The assault was ordered to take place on the 27th. The English grenadiers took the lead, supported by a hundred French officers and volunteers. The enemy were dislodged from the covered way and the two forts which guarded the breach on each side. The assailants entered the breach, but they were not sufficiently supported. The Irish rallied. They returned to the charge, helped by the women, who pelted the besiegers with stones, broken bottles, and such other missiles as came readily to hand. A Brandenburg regiment having assailed and taken the Black Battery, it was blown up by an explosion, which killed many of the men. In fine, the assault was vigorously repulsed; and William's troops retreated to the main body, with a loss of six hundred men killed on the spot and as many mortally wounded.
Rapin was severely wounded. A musket shot hit him in the shoulder, and completely disabled him. His brother Solomon was also wounded. His younger brother fell dead by his side. They belonged to the "forlorn hope," and were volunteers in the assault on the breach. Rapin was raised to the rank of captain.
The siege of Limerick was at once raised. The heavy baggage and cannon were sent away on the 30th of August, and the next day the army decamped and marched towards Clonmel. The King intrusted the command of his army to Lieutenant-General Ginckel, and set sail for England from Duncannon Fort, near Waterford, on the 5th of September.
The campaign was not yet over. The Earl of Marlborough landed near Cork with four thousand men. Reinforced by four thousand Danes and French Huguenots, he shortly succeeded in taking the fortified towns of Cork and Kinsale. After garrisoning these places the Earl returned to England.
General Ginckel went into winter quarters at Mullingar, in Westmeath. The French troops, under command of Count Lauzun, went into Galway. Lauzun shortly after returned to France, and St. Ruth was sent over to take command of the French and Irish army. But they hung about Galway doing nothing. In the meantime Ginckel was carefully preparing for the renewal of the campaign. He was reinforced by an excellent body of troops from Scotland, commanded by General Mackay. He was also well supplied, through the vigilance of William, with all the necessaries of war.
Rapin's friend, Colonel Lord Douglas, pressed him to accompany him to Flanders as his aide-de-camp; but the wound in his shoulder still caused him great pain, and he was forced to decline the appointment. Strange to say, his uncle Pélisson—the converter, or rather the buyer, of so many Romish converts in France—sent him a present of fifty pistoles through his cousin M. de la Bastide, which consoled him greatly during his recovery.
General Ginckel broke up his camp at Mullingar at the beginning of June, and marched towards Athlone. The Irish had assembled a considerable army at Ballymore, about midway between Mullingar and Athlone. They had also built a fort there, and intended to dispute the passage of Ginckel's army. A sharp engagement took place when his forces came up. The Irish were defeated, with the loss of over a thousand prisoners and all their baggage.
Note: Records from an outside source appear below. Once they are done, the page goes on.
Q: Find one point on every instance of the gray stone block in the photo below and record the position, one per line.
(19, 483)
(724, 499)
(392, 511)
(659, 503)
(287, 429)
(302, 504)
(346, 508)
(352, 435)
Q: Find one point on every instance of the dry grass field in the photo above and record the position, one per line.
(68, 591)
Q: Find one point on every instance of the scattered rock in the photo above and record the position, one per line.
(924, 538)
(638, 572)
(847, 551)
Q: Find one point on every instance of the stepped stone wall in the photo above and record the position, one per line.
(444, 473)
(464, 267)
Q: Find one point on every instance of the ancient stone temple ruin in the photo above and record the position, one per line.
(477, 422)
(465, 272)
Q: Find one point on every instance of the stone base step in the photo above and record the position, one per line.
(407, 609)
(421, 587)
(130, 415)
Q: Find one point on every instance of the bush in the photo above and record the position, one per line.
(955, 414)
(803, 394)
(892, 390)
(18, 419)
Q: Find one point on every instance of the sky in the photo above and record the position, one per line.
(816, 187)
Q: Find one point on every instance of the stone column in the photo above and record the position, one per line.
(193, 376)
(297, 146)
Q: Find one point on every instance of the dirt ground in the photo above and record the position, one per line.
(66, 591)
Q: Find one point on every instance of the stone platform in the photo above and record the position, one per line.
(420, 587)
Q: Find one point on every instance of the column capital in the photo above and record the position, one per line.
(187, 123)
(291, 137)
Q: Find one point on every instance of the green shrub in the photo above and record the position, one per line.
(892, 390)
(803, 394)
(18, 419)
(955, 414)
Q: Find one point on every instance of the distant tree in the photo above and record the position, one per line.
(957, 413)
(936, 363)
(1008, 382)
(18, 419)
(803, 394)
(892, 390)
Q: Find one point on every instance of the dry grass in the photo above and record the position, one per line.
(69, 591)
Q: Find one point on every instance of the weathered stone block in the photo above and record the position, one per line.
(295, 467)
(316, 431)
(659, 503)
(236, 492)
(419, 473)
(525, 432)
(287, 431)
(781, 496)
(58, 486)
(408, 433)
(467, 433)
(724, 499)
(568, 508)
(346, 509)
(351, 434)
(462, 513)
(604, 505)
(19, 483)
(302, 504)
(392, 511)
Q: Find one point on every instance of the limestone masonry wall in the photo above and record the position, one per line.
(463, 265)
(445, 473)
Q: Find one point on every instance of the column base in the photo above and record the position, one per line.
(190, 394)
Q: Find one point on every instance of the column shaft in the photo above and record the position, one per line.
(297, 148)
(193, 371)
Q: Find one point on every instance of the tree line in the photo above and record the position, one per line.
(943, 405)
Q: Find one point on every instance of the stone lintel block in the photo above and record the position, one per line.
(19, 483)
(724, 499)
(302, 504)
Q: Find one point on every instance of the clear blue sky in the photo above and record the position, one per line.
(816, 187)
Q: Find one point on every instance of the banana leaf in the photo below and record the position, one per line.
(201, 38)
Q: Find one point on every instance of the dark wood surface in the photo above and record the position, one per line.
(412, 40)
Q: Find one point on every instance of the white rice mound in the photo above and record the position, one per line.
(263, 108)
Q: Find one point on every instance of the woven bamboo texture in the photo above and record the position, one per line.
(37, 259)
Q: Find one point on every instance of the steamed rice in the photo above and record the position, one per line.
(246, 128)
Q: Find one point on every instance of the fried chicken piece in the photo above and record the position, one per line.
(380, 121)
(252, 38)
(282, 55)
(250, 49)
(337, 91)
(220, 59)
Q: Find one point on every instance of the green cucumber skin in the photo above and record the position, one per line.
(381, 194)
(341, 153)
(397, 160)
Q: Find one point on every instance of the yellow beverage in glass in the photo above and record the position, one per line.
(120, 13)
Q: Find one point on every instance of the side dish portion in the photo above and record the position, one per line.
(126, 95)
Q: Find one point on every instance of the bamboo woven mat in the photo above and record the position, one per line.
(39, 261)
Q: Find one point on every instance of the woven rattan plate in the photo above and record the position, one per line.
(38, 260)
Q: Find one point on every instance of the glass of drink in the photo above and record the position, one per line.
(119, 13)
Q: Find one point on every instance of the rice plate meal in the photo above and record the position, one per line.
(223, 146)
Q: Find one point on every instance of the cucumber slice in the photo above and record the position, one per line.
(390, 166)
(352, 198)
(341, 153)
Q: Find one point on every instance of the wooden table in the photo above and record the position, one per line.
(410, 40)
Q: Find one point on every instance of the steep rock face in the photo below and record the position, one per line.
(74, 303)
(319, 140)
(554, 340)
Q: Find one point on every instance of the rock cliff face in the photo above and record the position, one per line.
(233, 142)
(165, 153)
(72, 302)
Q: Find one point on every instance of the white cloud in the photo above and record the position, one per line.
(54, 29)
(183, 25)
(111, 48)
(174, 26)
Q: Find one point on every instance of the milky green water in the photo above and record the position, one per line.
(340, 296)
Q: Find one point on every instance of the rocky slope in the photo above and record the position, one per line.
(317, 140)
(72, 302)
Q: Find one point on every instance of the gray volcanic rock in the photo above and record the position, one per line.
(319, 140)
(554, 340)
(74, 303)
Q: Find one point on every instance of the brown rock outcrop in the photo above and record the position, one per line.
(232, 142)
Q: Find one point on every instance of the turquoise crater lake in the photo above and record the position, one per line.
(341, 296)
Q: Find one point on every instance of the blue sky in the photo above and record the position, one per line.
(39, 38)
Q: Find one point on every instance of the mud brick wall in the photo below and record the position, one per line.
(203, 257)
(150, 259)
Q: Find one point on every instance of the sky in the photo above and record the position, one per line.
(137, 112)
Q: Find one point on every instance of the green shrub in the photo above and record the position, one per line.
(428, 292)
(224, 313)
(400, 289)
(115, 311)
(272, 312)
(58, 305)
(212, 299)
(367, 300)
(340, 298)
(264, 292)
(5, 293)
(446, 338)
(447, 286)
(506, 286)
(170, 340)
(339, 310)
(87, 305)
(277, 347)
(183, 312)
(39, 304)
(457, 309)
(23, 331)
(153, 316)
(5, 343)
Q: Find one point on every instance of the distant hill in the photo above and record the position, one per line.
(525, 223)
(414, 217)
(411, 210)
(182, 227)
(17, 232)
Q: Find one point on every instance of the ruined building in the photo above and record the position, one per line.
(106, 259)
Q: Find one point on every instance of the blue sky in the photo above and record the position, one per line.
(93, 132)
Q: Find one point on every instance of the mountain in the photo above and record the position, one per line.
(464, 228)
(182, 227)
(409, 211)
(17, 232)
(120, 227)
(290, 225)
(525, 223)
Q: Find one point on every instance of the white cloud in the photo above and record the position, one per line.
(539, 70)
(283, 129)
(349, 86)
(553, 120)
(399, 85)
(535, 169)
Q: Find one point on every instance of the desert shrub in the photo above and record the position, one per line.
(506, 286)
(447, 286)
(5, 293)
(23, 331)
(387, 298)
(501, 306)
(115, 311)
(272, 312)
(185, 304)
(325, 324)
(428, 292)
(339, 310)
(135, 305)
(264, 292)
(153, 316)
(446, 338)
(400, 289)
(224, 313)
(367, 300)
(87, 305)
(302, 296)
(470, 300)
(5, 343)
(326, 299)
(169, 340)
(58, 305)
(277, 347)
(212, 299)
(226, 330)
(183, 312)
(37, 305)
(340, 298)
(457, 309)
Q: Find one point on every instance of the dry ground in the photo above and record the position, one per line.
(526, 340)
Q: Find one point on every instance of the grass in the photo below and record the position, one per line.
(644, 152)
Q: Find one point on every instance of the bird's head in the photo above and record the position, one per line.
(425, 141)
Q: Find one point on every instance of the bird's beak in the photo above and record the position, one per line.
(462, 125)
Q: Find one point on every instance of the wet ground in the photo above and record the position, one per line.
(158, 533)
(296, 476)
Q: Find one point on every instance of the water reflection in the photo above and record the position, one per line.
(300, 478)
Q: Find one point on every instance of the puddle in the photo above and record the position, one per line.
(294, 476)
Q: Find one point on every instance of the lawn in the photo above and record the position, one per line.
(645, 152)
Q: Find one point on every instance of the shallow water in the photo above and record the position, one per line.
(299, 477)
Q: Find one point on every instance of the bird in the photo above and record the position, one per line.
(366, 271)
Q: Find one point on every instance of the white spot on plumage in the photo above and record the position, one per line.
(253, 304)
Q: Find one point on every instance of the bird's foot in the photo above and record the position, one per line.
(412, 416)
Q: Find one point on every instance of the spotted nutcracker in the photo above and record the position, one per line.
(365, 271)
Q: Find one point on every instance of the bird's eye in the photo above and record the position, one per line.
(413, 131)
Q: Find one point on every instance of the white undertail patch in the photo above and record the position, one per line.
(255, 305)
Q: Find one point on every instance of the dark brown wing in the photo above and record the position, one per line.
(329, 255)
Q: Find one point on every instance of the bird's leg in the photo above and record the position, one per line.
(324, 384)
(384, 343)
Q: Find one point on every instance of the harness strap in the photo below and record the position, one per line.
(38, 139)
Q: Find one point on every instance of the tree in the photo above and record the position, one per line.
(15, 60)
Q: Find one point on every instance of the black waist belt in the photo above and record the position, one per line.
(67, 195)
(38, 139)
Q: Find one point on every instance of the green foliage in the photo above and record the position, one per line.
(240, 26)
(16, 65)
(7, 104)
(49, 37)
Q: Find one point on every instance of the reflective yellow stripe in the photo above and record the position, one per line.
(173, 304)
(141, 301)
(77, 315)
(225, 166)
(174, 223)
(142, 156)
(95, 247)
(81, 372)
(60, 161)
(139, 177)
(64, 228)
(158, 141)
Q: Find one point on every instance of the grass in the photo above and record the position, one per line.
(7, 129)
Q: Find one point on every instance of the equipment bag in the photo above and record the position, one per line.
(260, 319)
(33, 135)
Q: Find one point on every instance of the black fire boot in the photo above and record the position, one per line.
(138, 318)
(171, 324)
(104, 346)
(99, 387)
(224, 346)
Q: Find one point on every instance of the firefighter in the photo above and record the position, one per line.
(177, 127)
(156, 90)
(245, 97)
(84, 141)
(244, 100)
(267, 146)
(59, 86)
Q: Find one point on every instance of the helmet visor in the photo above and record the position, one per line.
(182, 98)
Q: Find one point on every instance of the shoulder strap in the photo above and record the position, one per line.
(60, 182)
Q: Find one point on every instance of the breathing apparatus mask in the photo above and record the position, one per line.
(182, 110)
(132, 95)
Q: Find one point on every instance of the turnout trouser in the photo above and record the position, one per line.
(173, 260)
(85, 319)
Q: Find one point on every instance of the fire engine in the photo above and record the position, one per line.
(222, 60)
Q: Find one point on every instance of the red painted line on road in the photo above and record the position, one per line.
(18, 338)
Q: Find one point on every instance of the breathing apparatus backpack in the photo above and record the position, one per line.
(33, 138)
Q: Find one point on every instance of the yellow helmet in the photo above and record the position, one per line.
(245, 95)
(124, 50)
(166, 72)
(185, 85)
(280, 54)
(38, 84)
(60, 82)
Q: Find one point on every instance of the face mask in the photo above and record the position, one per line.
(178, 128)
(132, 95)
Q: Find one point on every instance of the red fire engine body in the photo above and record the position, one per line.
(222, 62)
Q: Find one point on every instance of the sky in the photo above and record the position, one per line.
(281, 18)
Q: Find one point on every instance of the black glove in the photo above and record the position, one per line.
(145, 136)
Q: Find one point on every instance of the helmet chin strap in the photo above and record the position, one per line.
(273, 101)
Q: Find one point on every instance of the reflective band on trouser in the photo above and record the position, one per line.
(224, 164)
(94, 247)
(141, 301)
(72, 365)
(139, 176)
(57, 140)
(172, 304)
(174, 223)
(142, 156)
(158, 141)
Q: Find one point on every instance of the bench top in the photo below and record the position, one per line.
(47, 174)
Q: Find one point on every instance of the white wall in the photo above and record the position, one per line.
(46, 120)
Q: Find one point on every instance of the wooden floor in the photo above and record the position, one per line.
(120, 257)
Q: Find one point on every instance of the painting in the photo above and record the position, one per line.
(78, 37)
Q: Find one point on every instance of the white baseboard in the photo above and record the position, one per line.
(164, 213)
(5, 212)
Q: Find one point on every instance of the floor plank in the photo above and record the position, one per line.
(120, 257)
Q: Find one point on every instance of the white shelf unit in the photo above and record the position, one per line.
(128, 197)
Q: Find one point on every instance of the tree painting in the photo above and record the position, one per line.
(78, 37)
Ginckel then appeared before Athlone, but the second resistance of the besieged was much less successful than the first. St. Ruth, the French general, treated the Irish officers and soldiers under his command with supercilious contempt. He admitted none of their officers into his councils. He was as ignorant of the army which he commanded as of the country which he occupied. Nor was he a great general. He had been principally occupied in France in hunting and hanging the poor Protestants of Dauphiny and the Cevennes. He had never fought a pitched battle; and his incapacity led to the defeat of the Irish at Athlone, and afterwards at Aughrim.
St. Ruth treated his English adversaries with as much contempt as he did his Irish followers. When he heard that the English were about to cross the Shannon, he said "it was impossible for them to take the town, and be so near with an army to succour it." He added that he would give a thousand louis if they durst attempt it. To which Sarsfield retorted, "Spare your money and mind your business; for I know that no enterprise is too difficult for British courage to attempt."
Ginckel took possession of the English town after some resistance, when the Irish army retreated to the other side of the Shannon. Batteries were planted, pontoons were brought up, and the siege began with vigour. Ginckel attempted to get possession of the bridge. One of the arches was broken down, on the Connaught side of the river. Under cover of a heavy fire, a party of Ginckel's men succeeded in raising a plank-work for the purpose of spanning the broken arch. The work was nearly completed, when a sergeant and ten bold Scots belonging to Maxwell's Brigade on the Irish side, pushed on to the bridge; but they were all slain. A second brave party was more successful than the first. They succeeded in throwing all the planks and beams into the river, only two men escaping with their lives.